Lots of meetings today, the major component of which is (a) chasing people to come to the meetings in the first place, then (b) trying to keep them in the room once they turn up, then (c) trying to keep them off the phone if they do decide to stay in the room! You just can’t wait for everyone to be giving you some attention, if someone is on the phone, having a very loud conversation (always the case) and drowning out everything else, no amount of impatient looking meaningful glances will get them off the blower. Asking them firmly is good, but won’t stop the next call from happening.

Ate lunch with the staff – a typical meal is yam, plantain, fried fish or chicken and “Kotomre” (sp) which is a bit like fried spinach. Plantain is ok – looks just like a banana but tastes a bit like a slightly under-boiled potato (I subsequently found out there is another type of plantain, red plantain, that is MUCH more like a banana, softer, sweeter, much nicer) Everyone eats with their right hand – and only their right hand - as the left is associated with ablutions. Pulling apart a (quite stiff) fried whole fish, with sloppy sauces and slippery veges is pretty tricky one-handed!

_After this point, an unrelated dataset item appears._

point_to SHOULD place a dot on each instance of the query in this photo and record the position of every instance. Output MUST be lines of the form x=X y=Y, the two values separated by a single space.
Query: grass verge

It was dark when I left the office. I was wearing a short-sleeved shirt, hadn’t brought any mossie-spray with me – and was walking home. Malaria-carrying mossies only come out at night, so I was a bit worried. The air outside was beautiful, very warm, very humid (within seconds you feel a coating of moisture on you) but not unpleasant at all. The air was heavy with the fragrance of flowers and other plants.

Walking to the hotel, only about 700m is a real challenge. I am lucky to still be alive…ankle-twisting potholes in the road and road-shoulder are like mini grand-canyons. No streetlamps means you really have to concentrate at night. And there are things by the roadside here that you really don’t want to fall onto. And god-forbid falling onto the road itself, in-front of the traffic!